Lwt and synchronisation between threads

Dear all,

I’m again struggle with Lwt and the synchronisation available therein. I have two pieces of code, one called by an API user (let’s name it “iwantbytes”) – another called whenever something on the network happened (let’s call it “packetarrived”).

Now, I distinguish good and back packets, and try to demultiplex good packets to the respective API users (wantbytes). So far I use a (OCaml Stdlib) Map to store a mapping from “id” → Lwt_condition.t, and the “packetarrived” code eventually calls Lwt_condition.broadcast (while the “iwantbytes” creates a Lwt_condition, inserts it into the map, and calls wait on it). Since there’s quite some more processing, and error conditions, I only broadcast (), and the data is communicated via other means (shared mutable state – sorry about that).
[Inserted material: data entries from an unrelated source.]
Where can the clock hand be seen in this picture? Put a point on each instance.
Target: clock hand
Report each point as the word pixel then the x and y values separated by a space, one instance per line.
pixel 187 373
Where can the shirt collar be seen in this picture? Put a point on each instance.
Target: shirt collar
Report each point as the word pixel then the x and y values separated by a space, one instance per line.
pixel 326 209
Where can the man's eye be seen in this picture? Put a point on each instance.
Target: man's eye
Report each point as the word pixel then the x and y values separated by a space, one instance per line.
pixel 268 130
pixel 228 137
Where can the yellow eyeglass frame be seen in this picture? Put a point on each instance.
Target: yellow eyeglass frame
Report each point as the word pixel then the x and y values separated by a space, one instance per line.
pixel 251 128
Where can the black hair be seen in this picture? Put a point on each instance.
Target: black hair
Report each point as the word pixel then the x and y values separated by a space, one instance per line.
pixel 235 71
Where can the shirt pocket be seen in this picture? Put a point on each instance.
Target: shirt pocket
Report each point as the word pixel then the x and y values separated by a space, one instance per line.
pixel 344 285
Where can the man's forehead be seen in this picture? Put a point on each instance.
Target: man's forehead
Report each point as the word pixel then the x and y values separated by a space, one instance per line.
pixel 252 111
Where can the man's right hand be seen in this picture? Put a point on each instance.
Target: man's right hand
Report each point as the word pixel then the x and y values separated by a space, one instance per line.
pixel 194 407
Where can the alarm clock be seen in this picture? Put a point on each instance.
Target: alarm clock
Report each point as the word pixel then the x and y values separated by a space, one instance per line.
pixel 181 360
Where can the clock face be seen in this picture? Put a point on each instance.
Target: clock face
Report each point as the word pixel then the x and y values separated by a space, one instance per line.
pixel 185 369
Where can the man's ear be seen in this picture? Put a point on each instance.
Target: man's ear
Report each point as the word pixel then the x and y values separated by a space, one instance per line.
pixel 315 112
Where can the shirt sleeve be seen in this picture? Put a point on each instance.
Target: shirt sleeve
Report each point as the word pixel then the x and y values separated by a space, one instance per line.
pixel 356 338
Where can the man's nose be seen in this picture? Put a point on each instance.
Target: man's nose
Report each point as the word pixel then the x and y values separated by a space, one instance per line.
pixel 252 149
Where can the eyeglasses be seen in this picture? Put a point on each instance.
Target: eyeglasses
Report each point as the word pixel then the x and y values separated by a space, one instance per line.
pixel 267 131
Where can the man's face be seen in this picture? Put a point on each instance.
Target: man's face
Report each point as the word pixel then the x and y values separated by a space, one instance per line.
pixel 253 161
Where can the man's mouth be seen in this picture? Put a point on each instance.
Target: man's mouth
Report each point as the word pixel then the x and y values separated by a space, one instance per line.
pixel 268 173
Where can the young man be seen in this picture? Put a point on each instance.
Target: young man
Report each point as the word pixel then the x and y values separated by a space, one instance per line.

Now I wonder, should I instead use “Lwt_condition.signal” (there’s never more than one client interested in a specific packet)?
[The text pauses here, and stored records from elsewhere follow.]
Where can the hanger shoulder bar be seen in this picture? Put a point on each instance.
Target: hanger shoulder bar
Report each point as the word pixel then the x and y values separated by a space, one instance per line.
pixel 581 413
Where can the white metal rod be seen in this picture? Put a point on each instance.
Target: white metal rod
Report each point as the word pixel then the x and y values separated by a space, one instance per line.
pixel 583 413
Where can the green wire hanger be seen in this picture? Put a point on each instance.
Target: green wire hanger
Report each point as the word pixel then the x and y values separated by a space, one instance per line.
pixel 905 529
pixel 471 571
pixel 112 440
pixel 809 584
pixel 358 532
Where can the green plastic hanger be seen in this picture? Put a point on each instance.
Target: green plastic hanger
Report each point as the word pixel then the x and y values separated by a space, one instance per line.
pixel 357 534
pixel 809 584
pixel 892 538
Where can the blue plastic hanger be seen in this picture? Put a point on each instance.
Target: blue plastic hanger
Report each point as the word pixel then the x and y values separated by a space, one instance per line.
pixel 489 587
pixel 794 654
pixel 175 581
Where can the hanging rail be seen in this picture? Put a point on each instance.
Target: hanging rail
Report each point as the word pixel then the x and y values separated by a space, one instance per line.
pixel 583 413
Or should I use a Lwt_mvar instead? What is the advantage of Lwt_mvar?

Then I figured there’s Lwt_stream, maybe that is the way to go?

TL;DR: Are there semantic differences between the three modules (Lwt_condition/Lwt_mvar/Lwt_stream), anything in respect to resource usage. and any intuition / best practices on which thing to use?

Thanks a lot reading this post, and even more answering it :smiley:


TL;DR: yes, significant semantic differences

So let’s look at each in order. Then, depending on some more specifics of your use-case, you can decide which to use.

Lwt_mvar: reader-driven

An Lwt_mvar.t is a data-structure which is in one of two state: empty (i.e., holding one (1) value) or full (holding exactly one value). You can start with either states using the different constructors, but in your case I’d guess: Lwt_mvar.create_empty and you get an empty mvar m which holds no value.

The behaviour of writing to and reading from this data-structure both depend on the state it’s in.

Writing to an empty mvar (a) changes the state of the mvar to full and (b) return an already resolved promise (no blocking, no waiting, no yielding, no cooperation, no scheduler; although context switch can still happen, see epilogue).

Writing to a full mvar (a) returns a pending promise, (b) the promise resolves after the mvar changes state to empty at which point it re-changes state to full.

Note that the operation of pushing a value to an mvar is blocking until the mvar is read from. If your application is reader-driven, this is a good way to limit the throughput of the writer loop, but in the case of an application reacting to network packets it’s probably not the right choice. It depends on how frequently packets arrive, how fast the consumer eats those messages, and how much TCP(?) many packets can fit in your network interface buffers.

Note that in the case of multiple writers, there is a queue of pending writes: each value is written one after the other with a read in between each.

Reading to an empty mvar (a) returns a pending promise, (b) the promise resolves after the mvar changes state to full at which point it re-changes state to empty. (This is a lie, see epilogue.)

Reading to a full mvar (a) returns an already resolved promise (no yielding), (b) changes the state of the mvar to empty.

Lwt_condition: I hope someone is listening

An Lwt_condition.t is a data-structure which is state-free (on the data-side at least). A condition doesn’t hold a value, it’s not a mailbox like an mvar, instead it’s an announce system that a writer can send a message through in the hope that someone is listening on the other end. More concretely

Reading from a condition (using Lwt_condition.wait) returns promise that is pending. A resolver for this promise is stored in the condition’s reader queue. (So yes, it is statefull, but not for data, just(!) for control flow.)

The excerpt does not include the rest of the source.